Die Herausgeber und Bearbeiter, Jochen Laufer vom Potsdamer Zentrum für Zeithistorische Forschung und Georgij Kynin vom Historisch-Dokumentarischen Departement des Moskauer Außenministeriums, haben für die Edition russischer Dokumente Maßstäbe gesetzt: Die Dokumente sind mit wenigen Ausnahmen ungekürzt wiedergegeben; alle Bemerkungen, die im Zuge ihrer Verwendung auf den Dokumenten gemacht wurden, sind festgehalten; in einem Anmerkungsteil von insgesamt über 300 Seiten werden Entstehung, Bezüge und Folgen der Dokumente erläutert.
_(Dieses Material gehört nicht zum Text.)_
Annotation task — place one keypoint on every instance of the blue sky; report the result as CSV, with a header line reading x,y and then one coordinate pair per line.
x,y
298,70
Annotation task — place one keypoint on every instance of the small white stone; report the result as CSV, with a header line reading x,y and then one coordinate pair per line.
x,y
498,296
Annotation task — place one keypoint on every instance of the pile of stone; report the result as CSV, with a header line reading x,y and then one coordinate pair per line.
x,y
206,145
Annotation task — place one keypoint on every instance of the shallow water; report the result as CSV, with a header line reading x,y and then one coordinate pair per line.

Auch wenn das bisweilen zu umfangreich ist, so sind die zahlreichen Verweise auf weitere veröffentlichte und unveröffentlichte Dokumente, zum Teil sogar mit Textzitierungen, zweifellos ein Gewinn. Inhaltliche Einleitungen, regestenartige Verzeichnisse der Dokumente, Personenregister mit den wichtigsten biografischen Angaben sowie Sach- und geografische Register erleichtern dem Benutzer die Arbeit und zeugen von Sorgfalt und Sachkenntnis.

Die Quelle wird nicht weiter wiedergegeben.